= Eduard Ebel =

German writer and pastor

Eduard Ebel (born August 7, 1839, in Stargard, West Prussia; † January 30, 1905, in Halle (Saale)) was a German Protestant pastor, superintendent and poet. He became known above all as the author of the still popular winter song Leise rieselt der Schnee, whose text he published in 1895 under the title Weihnachtsgruß.

== Life ==
Ebel studied theology in Königsberg (Prussia) and became a member of the student fraternity Germania in the summer semester of 1857. 1863/64 he was Oberhelfer (parish candidate) at the Rauhen Haus in Hamburg, 1866–69 pastor at the Franco-German Protestant parish of Beirut, 1866–69 pastor at the Diakonissenhaus in Königsberg, 1872 he became pastor of the Protestant parish in Graudenz and afterwards Protestant Superintendent in Halle (Saale).

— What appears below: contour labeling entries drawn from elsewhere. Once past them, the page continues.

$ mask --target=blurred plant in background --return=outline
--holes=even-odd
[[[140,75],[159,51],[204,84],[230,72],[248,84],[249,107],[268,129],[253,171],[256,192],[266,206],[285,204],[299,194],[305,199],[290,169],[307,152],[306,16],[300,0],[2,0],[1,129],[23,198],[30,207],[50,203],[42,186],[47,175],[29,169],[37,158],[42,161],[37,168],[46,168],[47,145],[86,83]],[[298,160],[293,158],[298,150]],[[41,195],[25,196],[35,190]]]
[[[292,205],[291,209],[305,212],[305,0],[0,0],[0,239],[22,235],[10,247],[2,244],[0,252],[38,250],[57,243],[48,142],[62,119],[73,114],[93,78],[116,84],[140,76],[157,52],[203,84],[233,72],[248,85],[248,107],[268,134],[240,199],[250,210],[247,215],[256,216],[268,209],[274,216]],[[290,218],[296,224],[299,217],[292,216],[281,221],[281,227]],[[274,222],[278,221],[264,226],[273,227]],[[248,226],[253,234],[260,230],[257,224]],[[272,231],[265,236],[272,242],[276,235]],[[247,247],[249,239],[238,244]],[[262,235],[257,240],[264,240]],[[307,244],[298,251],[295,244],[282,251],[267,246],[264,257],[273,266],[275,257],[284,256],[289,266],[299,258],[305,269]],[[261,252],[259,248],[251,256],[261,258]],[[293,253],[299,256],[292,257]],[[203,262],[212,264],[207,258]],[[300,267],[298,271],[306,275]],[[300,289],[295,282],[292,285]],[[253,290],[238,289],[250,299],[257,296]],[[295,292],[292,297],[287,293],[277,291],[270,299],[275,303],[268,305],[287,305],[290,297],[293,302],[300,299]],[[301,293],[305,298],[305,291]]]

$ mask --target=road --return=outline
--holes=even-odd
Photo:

He was married to Anna née Roethe, a sister of the medievalist Gustav Roethe.

In 1955, Eduard Ebel's daughter received an annual royalty of almost DM 10,000 from German music performance rights organization GEMA for "Leise rieselt der Schnee" (at the time, the standard period of music protection was 50 years after the author's death).

== Publications ==
- Weihnachten im Johanniterhospital zu Beirut in Syrien. In: Wochenblatt der Johanniter-Ordens-Balley Brandenburg, Band 10 (1869), Nr. 5, 3. Februar 1869, p. 27–28.
- Morgenland und heilige Schrift: zwei Vorträge. Königsberg 1873.
- Kurze Geschichte der evangelischen Gemeinde Graudenz. Zur Feier des 100jährigen Bestehens der Friedrichskirche. 1885.
- Die soziale Frage und das Evangelium. 1892.
- Ein Weihnachtsmärchen. 1893.
- Gesammelte Gedichte. Gaebel, o. O. [Graudenz] 1895 (Scans from Wikimedia Commons).